Pesantren Kecamatan Ngoro yang santri menjadi korban mencapai tujuh orang—dengan modus menyampaikan doktrin keagamaan bahwa vagina barang mulia dan dan hanya bisa dimasukkan oleh orang mulia saja. Pesantren Kecamatan Ploso, pelaku menyampaikan bahwa ia seorang mursyid, menggantikan bapaknya sebagai penerus pesantren.
Proses penanganan kasusnya juga berbeda dan terhambat bukan karena ketidakbecusan aparat penegak hukum atau kejaksaan atau pengadilan, tetapi ketidakberanian untuk mengungkapkan fakta di atas asas keadilan—aspek non-yuridis menarasikan, mengeluarkan korban dari pesantren, berlindung atas nama baik pesantren yang besar dan terkenal.
WCC Jombang memberikan pelayanan kesehatan reproduksi, bantuan hukum gratis, pendamping psikologis dengan bermitra dengan lembaga perlindungan saksi ketika korban membutuhkan kehadiran negara dalam perlindungannya.
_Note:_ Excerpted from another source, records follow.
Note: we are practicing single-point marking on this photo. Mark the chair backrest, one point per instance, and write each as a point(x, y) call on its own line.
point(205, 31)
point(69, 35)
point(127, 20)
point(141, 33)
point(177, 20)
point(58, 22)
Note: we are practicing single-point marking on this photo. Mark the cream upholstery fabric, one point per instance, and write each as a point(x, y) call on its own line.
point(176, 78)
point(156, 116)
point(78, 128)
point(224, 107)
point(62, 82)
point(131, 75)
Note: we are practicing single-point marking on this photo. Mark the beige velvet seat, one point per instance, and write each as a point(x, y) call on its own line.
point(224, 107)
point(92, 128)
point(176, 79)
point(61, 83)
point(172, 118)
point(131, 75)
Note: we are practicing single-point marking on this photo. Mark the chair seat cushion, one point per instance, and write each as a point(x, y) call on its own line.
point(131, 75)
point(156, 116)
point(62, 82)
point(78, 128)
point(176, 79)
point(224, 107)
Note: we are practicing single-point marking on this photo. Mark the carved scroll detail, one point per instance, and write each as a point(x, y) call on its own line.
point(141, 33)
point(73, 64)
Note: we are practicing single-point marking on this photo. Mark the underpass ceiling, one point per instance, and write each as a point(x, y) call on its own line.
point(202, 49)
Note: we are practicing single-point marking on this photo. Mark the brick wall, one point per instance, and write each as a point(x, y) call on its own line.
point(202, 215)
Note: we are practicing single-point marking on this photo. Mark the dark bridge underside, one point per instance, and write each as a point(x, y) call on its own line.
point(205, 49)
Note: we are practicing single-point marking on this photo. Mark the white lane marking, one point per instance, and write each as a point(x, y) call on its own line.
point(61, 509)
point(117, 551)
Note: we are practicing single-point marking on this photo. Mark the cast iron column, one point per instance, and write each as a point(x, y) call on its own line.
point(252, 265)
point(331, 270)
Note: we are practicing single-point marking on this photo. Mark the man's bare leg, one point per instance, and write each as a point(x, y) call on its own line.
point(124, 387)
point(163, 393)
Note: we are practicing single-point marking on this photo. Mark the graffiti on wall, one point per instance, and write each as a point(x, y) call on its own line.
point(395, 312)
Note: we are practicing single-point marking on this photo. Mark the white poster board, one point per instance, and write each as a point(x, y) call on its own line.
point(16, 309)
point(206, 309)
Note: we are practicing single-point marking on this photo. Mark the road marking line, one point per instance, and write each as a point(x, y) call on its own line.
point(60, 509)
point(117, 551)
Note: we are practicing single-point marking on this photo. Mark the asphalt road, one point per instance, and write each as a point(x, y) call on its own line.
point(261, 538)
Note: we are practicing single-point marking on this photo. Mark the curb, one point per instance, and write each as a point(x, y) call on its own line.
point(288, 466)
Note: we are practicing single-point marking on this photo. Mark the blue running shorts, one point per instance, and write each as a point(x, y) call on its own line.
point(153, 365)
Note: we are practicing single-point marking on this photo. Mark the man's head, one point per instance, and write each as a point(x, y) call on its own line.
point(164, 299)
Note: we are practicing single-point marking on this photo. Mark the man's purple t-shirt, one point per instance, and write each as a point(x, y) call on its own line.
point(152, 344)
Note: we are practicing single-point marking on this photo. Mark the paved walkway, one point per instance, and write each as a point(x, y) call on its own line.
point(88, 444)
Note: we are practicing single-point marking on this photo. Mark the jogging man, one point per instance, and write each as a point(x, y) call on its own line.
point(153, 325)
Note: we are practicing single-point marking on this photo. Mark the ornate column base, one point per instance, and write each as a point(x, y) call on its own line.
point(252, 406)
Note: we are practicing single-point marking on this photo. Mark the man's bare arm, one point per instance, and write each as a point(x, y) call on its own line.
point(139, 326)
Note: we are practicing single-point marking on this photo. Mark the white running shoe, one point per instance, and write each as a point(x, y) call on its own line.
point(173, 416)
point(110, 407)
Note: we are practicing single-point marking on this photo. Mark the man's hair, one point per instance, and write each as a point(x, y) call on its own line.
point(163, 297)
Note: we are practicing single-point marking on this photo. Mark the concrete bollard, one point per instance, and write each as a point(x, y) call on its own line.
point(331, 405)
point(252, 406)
WCC Jombang juga berharap di Kabupaten Jombang dan seluruh wilayah di Indonesia untuk lebih peka membangun infrastruktur dan sumber daya manusia terhadap permasalahan perempuan dan anak. Untuk konteks pesantren, diharapkan iklim lebih eksklusif, responsif, serta mengedepankan korban untuk bisa survive, kuat, support system, dan tiada penekanan.
***
Jika kekerasan seksual terjadi pada diri kita, adik, teman, saudara, keluarga, bahkan ibu sendiri, yang harus dilakukan menurut ICJR (Institute or Criminal Justice Reform).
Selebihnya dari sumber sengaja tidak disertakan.